I'm Convinced I've Already Found Favorite Game of 2026.
After playing in excess of 200 fresh titles this year, I'm formally turning the page on 2025. My year-end list is out in the world, and I'm satisfied with the concluding selections, despite being aware a host of excellent games probably slipped by the wayside. At this point, it's nothing for me to do except relax, unplug a little, and perhaps take a nice walk in the— well, shoot, found another amazing experience. So much for my plans!
An Early Favorite Surfaces
During my off-hours play, typically earmarked for a few oddball curiosities, I've encountered what might become my first favorite game of 2026. Sol Cesto is a peculiar procedural dungeon crawler for Windows PC that breaks down a traditional dungeon crawler into a luck-based game of high stakes risk and reward. Consider this an early adopter's heads-up: If you take pride being aware of a game before it hits the mainstream, give Sol Cesto a try so you can punch a hole in your gaming budget.
A Strategic Roguelike Twist
Sol Cesto is a strategy-focused dungeon crawler that's a departure from all I've ever played. The setup is that you are tasked with descending into a dungeon, going down level by level on a quest for the sun, which has vanished from its world. Mechanically, that makes for some recognizable genre framework. Pick a hero possessing unique parameters and powers, fight through each level of enemies, pick up some passive buffs (represented as teeth), and overcome a few area guardians. Straightforward, right!
The Distinctive Core Mechanic
How you effectively complete a chamber, however. Whenever you enter a new floor, you're shown a four-by-four matrix of boxes. All spaces features a monster, a treasure chest, a trap, or a life-giving berry. To proceed, you simply click on one of the horizontal lines, but the specific tile you land in is determined by luck.
You could encounter a row with multiple foes, a strawberry, and a reward box in it. You initially will have a quarter likelihood of hitting a particular space in a row.
Subsequently, your chances are recalculated. The question becomes: Do you go for it, or do you opt on a safer line first and aim for less risky choices early? That's the tension between chance and safety in action in Sol Cesto, and it's absorbing once you get a feel for it.
Shaping the Odds
The roguelike twist is that your percentages can be shaped during an attempt by collecting teeth that change what things you're more attracted to. To illustrate, you might get a perk that will lower your chances of encountering a trap, but will also decrease the odds of landing on a reward too.
- Developing a strategy is about manipulating math to the utmost to have a higher chance at getting your desired outcome.
- During one attempt, I put all my attribute improvements toward melee prowess and chose every teeth possible that would increase my odds of being drawn to monsters aligned with that strength.
- During a separate session, I built my character around treasure chests and combined that with a perk that would debuff nearby foes every time I claimed a reward.
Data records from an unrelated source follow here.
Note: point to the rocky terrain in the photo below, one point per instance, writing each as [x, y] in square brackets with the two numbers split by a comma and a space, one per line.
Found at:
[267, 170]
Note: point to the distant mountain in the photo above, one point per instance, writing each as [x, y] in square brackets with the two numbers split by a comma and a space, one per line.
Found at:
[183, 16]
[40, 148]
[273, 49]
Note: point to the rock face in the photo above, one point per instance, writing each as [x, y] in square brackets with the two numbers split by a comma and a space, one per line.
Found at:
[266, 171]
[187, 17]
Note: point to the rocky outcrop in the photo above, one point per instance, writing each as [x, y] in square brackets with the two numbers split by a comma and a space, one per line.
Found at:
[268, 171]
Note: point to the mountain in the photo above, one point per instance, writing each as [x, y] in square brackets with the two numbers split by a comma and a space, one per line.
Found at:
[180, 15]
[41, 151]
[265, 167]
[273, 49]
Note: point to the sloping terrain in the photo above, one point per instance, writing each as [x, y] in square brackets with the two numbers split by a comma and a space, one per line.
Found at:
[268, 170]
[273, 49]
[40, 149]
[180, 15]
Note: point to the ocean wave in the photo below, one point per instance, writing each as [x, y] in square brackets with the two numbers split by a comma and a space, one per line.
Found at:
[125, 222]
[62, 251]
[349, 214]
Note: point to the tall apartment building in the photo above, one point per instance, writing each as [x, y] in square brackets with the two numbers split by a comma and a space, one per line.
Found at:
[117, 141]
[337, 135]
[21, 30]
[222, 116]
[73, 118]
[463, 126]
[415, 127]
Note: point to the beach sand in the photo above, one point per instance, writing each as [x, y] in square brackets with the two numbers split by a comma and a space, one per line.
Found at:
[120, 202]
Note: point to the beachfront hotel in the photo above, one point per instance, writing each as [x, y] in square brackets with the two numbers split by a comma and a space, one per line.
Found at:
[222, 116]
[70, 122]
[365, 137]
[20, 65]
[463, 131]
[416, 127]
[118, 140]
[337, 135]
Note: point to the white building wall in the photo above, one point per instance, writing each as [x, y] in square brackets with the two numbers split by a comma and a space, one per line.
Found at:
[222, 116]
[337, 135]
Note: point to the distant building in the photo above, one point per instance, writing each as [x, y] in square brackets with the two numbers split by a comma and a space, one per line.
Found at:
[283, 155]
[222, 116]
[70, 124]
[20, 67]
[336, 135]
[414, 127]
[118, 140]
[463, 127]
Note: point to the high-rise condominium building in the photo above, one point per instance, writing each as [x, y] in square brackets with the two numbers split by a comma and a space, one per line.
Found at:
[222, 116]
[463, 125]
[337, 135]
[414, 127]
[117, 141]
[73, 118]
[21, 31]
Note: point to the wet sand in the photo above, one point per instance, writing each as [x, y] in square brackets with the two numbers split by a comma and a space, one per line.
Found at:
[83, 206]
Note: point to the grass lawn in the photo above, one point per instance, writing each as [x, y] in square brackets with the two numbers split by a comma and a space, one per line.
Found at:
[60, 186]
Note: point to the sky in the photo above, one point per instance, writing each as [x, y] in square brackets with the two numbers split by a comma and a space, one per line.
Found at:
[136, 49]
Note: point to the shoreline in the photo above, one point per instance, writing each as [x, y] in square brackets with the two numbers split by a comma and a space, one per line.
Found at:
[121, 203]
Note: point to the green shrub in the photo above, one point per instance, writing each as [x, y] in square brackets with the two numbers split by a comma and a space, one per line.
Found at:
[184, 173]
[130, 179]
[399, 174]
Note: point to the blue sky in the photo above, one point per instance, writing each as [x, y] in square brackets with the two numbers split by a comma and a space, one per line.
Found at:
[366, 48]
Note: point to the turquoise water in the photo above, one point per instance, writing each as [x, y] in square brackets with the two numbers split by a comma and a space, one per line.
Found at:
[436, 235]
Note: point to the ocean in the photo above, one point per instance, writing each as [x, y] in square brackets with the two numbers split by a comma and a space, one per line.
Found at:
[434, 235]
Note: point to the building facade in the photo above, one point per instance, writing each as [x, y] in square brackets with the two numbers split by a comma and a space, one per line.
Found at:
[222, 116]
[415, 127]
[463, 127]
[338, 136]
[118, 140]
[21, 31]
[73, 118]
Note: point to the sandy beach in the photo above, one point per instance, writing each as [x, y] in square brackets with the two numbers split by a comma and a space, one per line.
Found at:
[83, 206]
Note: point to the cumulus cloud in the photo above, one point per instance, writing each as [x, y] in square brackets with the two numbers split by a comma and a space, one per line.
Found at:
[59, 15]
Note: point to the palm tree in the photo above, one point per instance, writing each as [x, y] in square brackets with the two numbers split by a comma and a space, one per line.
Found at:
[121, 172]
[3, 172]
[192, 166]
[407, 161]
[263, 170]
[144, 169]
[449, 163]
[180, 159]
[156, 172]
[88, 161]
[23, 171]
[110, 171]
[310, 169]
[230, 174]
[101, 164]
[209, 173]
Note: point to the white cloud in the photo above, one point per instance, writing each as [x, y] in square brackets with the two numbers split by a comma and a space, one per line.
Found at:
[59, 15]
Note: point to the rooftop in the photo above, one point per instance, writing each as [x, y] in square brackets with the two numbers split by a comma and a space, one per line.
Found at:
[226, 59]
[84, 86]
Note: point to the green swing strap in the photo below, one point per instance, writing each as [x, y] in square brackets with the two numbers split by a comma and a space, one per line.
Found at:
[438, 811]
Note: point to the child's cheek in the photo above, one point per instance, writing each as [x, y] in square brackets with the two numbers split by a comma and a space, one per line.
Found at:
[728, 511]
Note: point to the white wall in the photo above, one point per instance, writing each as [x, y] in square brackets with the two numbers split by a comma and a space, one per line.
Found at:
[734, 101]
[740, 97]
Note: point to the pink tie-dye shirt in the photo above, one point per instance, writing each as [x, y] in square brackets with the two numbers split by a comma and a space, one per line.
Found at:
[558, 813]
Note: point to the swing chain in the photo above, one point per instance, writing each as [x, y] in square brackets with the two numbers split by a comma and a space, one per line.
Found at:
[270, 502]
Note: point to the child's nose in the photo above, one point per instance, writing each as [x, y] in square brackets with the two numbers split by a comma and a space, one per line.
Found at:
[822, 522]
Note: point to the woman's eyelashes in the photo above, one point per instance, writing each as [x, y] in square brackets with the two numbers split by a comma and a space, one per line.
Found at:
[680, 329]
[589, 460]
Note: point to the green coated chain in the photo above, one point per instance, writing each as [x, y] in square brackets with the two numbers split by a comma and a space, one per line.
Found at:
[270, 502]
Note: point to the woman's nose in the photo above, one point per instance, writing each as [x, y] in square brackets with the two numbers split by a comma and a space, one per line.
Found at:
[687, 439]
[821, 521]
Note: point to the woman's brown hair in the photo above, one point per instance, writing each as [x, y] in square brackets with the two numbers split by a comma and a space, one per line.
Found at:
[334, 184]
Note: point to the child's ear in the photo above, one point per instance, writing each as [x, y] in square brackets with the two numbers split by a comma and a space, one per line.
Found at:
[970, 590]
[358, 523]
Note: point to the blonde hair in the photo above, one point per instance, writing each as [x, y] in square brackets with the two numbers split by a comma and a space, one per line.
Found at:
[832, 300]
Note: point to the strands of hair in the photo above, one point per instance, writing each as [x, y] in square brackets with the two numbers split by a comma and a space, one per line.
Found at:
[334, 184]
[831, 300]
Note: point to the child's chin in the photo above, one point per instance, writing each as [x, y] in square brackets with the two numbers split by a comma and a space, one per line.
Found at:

The strategic possibilities are limited, but it provides ample to engage with to let you manipulate the odds the way you want.
A Persistent Risk
Unsurprisingly, at its heart, it's a game of chance. There remains the risk that you have a likely outcome to land on the desired tile but wind up hitting a monster that would eliminate your last bit of health. Every move is a gamble, so you feel ongoing pressure as you work through a stage and decide when to press onward or when to move on to the subsequent stage as opposed to testing fate.
Tools such as enemy-killing bombs assist in minimizing the chance, as do some hero powers. An adventurer's special power, activated once making four moves, allows players to click on a vertical line rather than a horizontal row during that action. By employing this strategically, you can save that move for a crucial point to avoid a risky decision. It's a surprising amount of nuance in the basic action of clicking.
Looking Ahead
Sol Cesto is still in development, and it has another update to go until the full version is launched. An additional hero and a fresh guardian are expected to drop by the end of January. The full launch likely won't be long after, but the creators haven't committed to a specific release window yet.
A Concluding Thought
Regardless of when it's fully released, you should consider put Sol Cesto on your radar. For the past week, I've been completely engrossed with it, discovering its little secrets and storing my run rewards per attempt to access a constant flow of meta progression rewards, such as additional heroes and items I can buy during a run. As of now, I am yet to completed the dungeon, and I get the feeling I'll still be attempting that goal when the official release drops. I'm committed for the long haul.